Hmm, so you've asked another series of questions about more different combinations. I
think I've caught up.
So, the McIntosh amp. It's a poor feature set for the money. The DAC is not so hot. It has fixed band tone controls. It has so many unnecessary inputs.
It seems to me to be a dealer's amp rather than an end user's. The tone controls may or may not do something to recover from a poor speaker choice, but they won't help a lot with the room. You can use it to switch between lots of inputs, but so what, unless you actually own two turntables, a bunch of different line level devices you won't use most of the features. With the DAC, it's still not an all in one solution: but you are likely to use either a digital input to the DAC (so why pay for that array of analogue inputs) or you will use a good digital source into one pair of the balanced inputs in which case the DAC is redundant.
The multichannel downconversion? I can't tell, but it doesn't appear to be e-ARC, and there's a reasonable chance that you will be downconverting elsewhere anyway.
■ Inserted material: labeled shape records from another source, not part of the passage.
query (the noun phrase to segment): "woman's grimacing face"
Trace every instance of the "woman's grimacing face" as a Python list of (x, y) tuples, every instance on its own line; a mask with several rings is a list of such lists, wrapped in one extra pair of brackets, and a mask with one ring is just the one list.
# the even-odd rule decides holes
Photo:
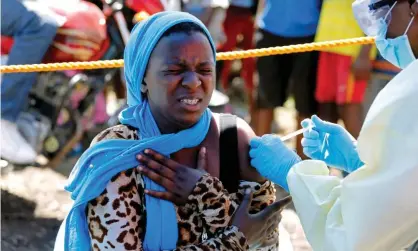
[(402, 36), (411, 18), (415, 16), (406, 35), (408, 36), (415, 57), (418, 58), (418, 3), (415, 2), (411, 6), (406, 0), (398, 1), (391, 11), (391, 16), (392, 18), (386, 35), (388, 38)]
[(151, 54), (144, 83), (151, 111), (178, 128), (194, 125), (209, 105), (215, 61), (201, 32), (177, 32), (161, 38)]

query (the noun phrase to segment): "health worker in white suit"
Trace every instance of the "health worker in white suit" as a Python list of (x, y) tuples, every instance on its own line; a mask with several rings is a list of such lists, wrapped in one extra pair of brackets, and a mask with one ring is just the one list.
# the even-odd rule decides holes
[[(251, 141), (251, 164), (290, 192), (315, 251), (398, 251), (418, 239), (418, 0), (356, 0), (353, 13), (403, 69), (376, 97), (358, 141), (313, 116), (302, 122), (312, 160), (265, 135)], [(350, 174), (330, 176), (328, 166)]]

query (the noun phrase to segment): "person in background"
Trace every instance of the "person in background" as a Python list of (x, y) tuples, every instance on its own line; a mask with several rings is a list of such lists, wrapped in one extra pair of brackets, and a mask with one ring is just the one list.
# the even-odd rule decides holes
[[(314, 41), (321, 0), (264, 0), (256, 32), (256, 48), (310, 43)], [(303, 6), (303, 8), (301, 8)], [(317, 52), (275, 55), (257, 59), (259, 84), (251, 123), (257, 135), (271, 133), (274, 109), (293, 94), (298, 125), (316, 112), (314, 97)], [(292, 86), (290, 83), (292, 82)], [(302, 153), (301, 136), (297, 152)]]
[[(312, 160), (265, 135), (250, 143), (251, 165), (290, 191), (315, 251), (399, 251), (418, 239), (418, 0), (352, 6), (382, 57), (402, 69), (373, 101), (358, 141), (313, 116), (302, 141)], [(350, 174), (329, 176), (328, 166)]]
[[(29, 9), (17, 0), (1, 1), (1, 35), (14, 39), (8, 65), (41, 63), (62, 22), (45, 6), (33, 7)], [(2, 75), (1, 157), (14, 164), (30, 164), (36, 159), (35, 150), (16, 124), (36, 76), (34, 72)]]
[(183, 0), (182, 11), (188, 12), (199, 18), (208, 27), (210, 35), (219, 49), (226, 41), (223, 31), (228, 0)]
[[(257, 12), (258, 0), (230, 0), (230, 6), (226, 12), (223, 23), (226, 41), (219, 49), (221, 52), (233, 51), (237, 48), (238, 37), (241, 36), (240, 48), (250, 50), (254, 48), (254, 17)], [(233, 61), (225, 60), (222, 62), (220, 80), (222, 87), (227, 89), (229, 86), (229, 74)], [(242, 60), (241, 77), (244, 80), (249, 101), (249, 110), (252, 109), (252, 91), (254, 88), (253, 78), (255, 71), (255, 58)]]
[[(327, 0), (322, 5), (316, 42), (364, 36), (352, 9), (352, 0)], [(372, 45), (324, 48), (319, 53), (317, 88), (318, 114), (337, 123), (357, 138), (363, 123), (363, 99), (372, 70)]]
[(377, 94), (401, 71), (398, 67), (394, 66), (378, 52), (376, 59), (373, 62), (372, 75), (368, 83), (366, 94), (363, 102), (364, 115), (370, 109), (373, 100)]

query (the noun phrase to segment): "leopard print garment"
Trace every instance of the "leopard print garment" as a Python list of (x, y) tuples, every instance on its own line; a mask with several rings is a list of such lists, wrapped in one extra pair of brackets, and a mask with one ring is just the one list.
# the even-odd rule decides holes
[[(106, 139), (138, 139), (138, 134), (132, 127), (118, 125), (97, 135), (92, 145)], [(217, 178), (204, 175), (188, 203), (176, 207), (179, 227), (176, 250), (247, 250), (243, 234), (228, 226), (246, 188), (254, 192), (251, 213), (275, 200), (275, 188), (269, 181), (264, 184), (242, 181), (237, 193), (227, 194)], [(133, 168), (114, 176), (103, 193), (88, 203), (86, 215), (93, 250), (142, 250), (146, 226), (142, 175)], [(278, 240), (278, 230), (268, 238)], [(278, 250), (278, 241), (256, 250)]]

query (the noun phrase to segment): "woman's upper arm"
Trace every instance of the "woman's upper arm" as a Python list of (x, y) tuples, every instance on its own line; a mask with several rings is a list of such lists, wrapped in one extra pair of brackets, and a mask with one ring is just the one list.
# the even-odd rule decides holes
[(266, 181), (250, 164), (250, 140), (256, 137), (253, 129), (241, 118), (237, 118), (238, 153), (241, 179), (263, 183)]

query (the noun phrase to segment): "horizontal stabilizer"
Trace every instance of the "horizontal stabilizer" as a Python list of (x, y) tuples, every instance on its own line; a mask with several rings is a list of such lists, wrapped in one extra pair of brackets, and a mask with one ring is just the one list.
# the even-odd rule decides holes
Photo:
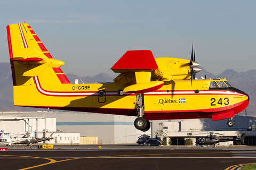
[(125, 93), (143, 94), (159, 89), (164, 85), (162, 81), (150, 81), (129, 86), (124, 89)]
[(126, 71), (125, 70), (156, 70), (157, 68), (150, 50), (136, 50), (127, 51), (111, 69), (115, 73), (122, 73)]

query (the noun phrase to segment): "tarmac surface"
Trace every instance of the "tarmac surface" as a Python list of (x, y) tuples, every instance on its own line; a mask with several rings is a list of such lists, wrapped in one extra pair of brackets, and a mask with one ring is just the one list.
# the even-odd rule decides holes
[(3, 169), (237, 169), (256, 163), (256, 147), (134, 144), (0, 146)]

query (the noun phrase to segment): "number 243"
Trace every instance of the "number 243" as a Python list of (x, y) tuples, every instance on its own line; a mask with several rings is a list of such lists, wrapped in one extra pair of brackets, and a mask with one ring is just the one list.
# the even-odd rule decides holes
[[(212, 101), (212, 103), (211, 103), (211, 106), (216, 106), (216, 99), (215, 98), (212, 98), (211, 101)], [(218, 101), (217, 104), (220, 105), (222, 105), (222, 104), (224, 104), (225, 105), (228, 105), (229, 104), (229, 99), (227, 97), (225, 98), (223, 102), (224, 103), (222, 102), (222, 98), (220, 98), (219, 101)]]

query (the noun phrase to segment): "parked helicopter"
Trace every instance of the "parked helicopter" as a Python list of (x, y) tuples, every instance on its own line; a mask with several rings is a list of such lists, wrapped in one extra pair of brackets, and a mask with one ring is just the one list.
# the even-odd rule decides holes
[[(32, 137), (32, 138), (28, 139), (23, 141), (19, 142), (17, 143), (17, 144), (27, 144), (28, 146), (32, 146), (32, 144), (34, 143), (37, 143), (46, 140), (50, 141), (50, 140), (54, 138), (52, 137), (52, 134), (53, 134), (53, 133), (54, 132), (52, 132), (52, 133), (51, 133), (51, 135), (48, 138), (38, 138)], [(26, 137), (26, 135), (24, 136), (23, 138)]]
[(161, 141), (159, 137), (157, 137), (157, 135), (156, 135), (156, 138), (151, 138), (150, 136), (143, 134), (142, 135), (139, 136), (138, 137), (138, 139), (137, 140), (137, 143), (140, 145), (140, 144), (144, 144), (148, 140), (156, 140), (158, 141)]
[(32, 139), (32, 136), (34, 132), (32, 132), (30, 135), (22, 138), (13, 137), (9, 134), (6, 134), (3, 130), (0, 131), (0, 144), (5, 144), (6, 146), (11, 146), (12, 144), (15, 144), (19, 142), (27, 140)]
[(219, 134), (217, 133), (210, 132), (210, 135), (206, 137), (201, 137), (196, 141), (196, 145), (201, 145), (202, 147), (206, 146), (209, 147), (210, 144), (214, 144), (214, 147), (216, 143), (222, 142), (240, 141), (241, 143), (244, 143), (244, 138), (246, 135), (246, 133), (243, 133), (241, 137), (238, 136), (237, 139), (228, 139), (223, 138), (223, 136), (219, 137), (218, 135), (213, 135), (213, 133)]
And with the speakers you are choosing (whichever it turns out to be, Kanta 2 or Sopra 1) you can save a chunk of money using the next model down MA-9500 - which will sound identical, by the way - if you do want or need some of those features, or the McIntosh look of the 12000. I can't see any reason not to do that, at least: and I would look further down the range for better value for money, personally. You don't have to give up the looks or sufficient power.
You already have a decent Yamaha amp, as discussed earlier, that you may need to check with the Focal speakers but is probably good enough: concentrate on a source with at least PEQ if not a full DSP solution, and the way to add the subs.
(For the benefit of new readers,
@dman777 has an A-S3200 amp and may be listening some of the time at close to 8m away from the speakers).
I just don't see how the MA12000 matches your needs, and suggest you reconsider.
The technical answer is that you won't destroy the speakers with the amp unless you push it very loudly, and you've told us that you probably won't. But you will carry less risk with the MA9500 for no loss whatsoever.